Friday, January 26, 2007

A simple intranet model

This article sets out a process for putting in place a ‘baseline’ intranet – one that serves the twin needs of facilitating corporate communication and supporting staff in their work activities, and that is based on established knowledge management and usability principles.

The article provides a model for how the intranet should function, how it should be organised and what it should contain. While it may be only the starting point for additional functions and layers of complexity , it nevertheless provides for a comprehensive address of basic corporate internal communications needs.

The model answers to the following principles:

Navigation should be easy

There should be clear identification of links to content areas, an ‘uncrowded’ interface and consistency in look and feel and operation.

Structure should reflect the company structure

The company structure – its primary organisation into divisions or units – is the readiest-to-hand organisational principle for intranet information. Each company division will have its own main section – with an ‘overarching’ section that unifies the content and speaks for the whole company (a ‘corporate’ section).

For each division there are ‘internal’ and ‘external’ audiences

Intranets are for communication within an organisation – but each employee is both ‘internal’ to their own area of the organisation – and ‘external’ to the other areas of the organisation.

This means, for example, that for a Payroll section of the intranet, there will be information that 'faces out' to the rest of the company, such as "How to enquire about your pay" and information that ‘faces in’, and supports the work done within the department, eg "Running the payroll".

Navigation should be clear so that users know which type of information they are accessing.

Quick access to key information

All information about a company is owned somewhere within the various functional areas of the company – and as such, will belong in the section of the intranet belonging to that area. Some information, however, is key and frequently called on, eg the company phone list – additional, direct access needs to be provided to this information in the form of a ‘hot’ or quick link on the main page.

Currency

Information on the intranet – all of it – needs to be kept current. Regular, fresh information will provoke ongoing interest and recourse to the intranet. Currency is part of managing the intranet, and needs to be formally considered with appropriate processes being set out. Fresh information should be published to ensure a continuing connection to the user audience – company news and company staff and social information are key types of information that can be regularly updated.

Ownership and controls

All information worth publishing needs to be ‘controlled’ to some degree. Where compliance, regulatory and safety issues are at stake, the controls need to be more formal and rigid – but even low risk information needs to be managed so that it doesn’t proliferate or lie around, out of date, cluttering things up. Ownership – whereby a nominated person is responsible for an element or category of information – is the key to effectively managing information, and keeping it current and relevant.

What might it look like?

Below is an example that illustrates the home page for the ‘model’ proposed for fictitious company "Frobisher Foods". The design is illustrative only. Frobisher has a number of sectors of operation that they term Stores, Buying, Factory, Admin, Transport and R&D – these are Frobisher’s organisational divisions.
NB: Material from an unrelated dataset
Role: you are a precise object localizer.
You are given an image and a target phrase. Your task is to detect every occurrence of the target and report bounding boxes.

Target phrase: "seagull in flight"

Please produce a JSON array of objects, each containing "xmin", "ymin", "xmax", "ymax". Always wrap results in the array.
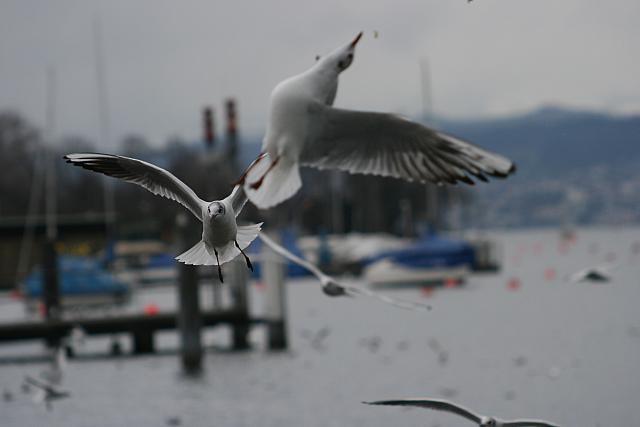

Frobisher’s ‘quicklinks’ break out the following information items and areas: News, Phonelist, Leave, IT Support, Social Club, Noticeboard and Staff Specials. A link to collect feedback is also located under this head.





Click on the above image to see a full-size readable version

The ‘corporate’ element

The ‘corporate’ presence within the intranet site may be overt – and a separate division button be added to take users to a formal sub-area of the site. Or it may simply consist of the ‘home’ page text with links, as in the example above, where Quicklinks point to items like News, Noticeboard, Social Club etc, that have a corporate wide audience and function.

Division pages

Within each division page, a menu should offer clearly distinct access to each of the ‘internal’ and ‘external’ information areas.

Each division page may in fact lead to a ‘sub-site’ that replicates the model for the whole intranet – with a unifying element covering all audiences for division-related information, division quicklinks and a button set for component elements of internal and external information. The model is scalable in this way – and the depth to which it is deployed is dependent on the size and complexity of an organisation and the volume and variety of information appropriate for the intranet.

Extending beyond the baseline

Applying the baseline intranet model to a living example of an organisation will almost certainly result in the discovery of good reasons to vary it – for example, some divisions of an organisation may simply not have a need for either an internal or external type of information – for a variety or reasons. Subjecting each element of information to the model as a ‘test’ however is a useful exercise, as it draws out a conscious awareness within the organisation about how it chooses to communicate internally and how it supports its personnel.

What a simple, practical model offers in evaluating the information needs that are in view when an intranet is being considered is a structure to permit effective planning, evaluation and ongoing development.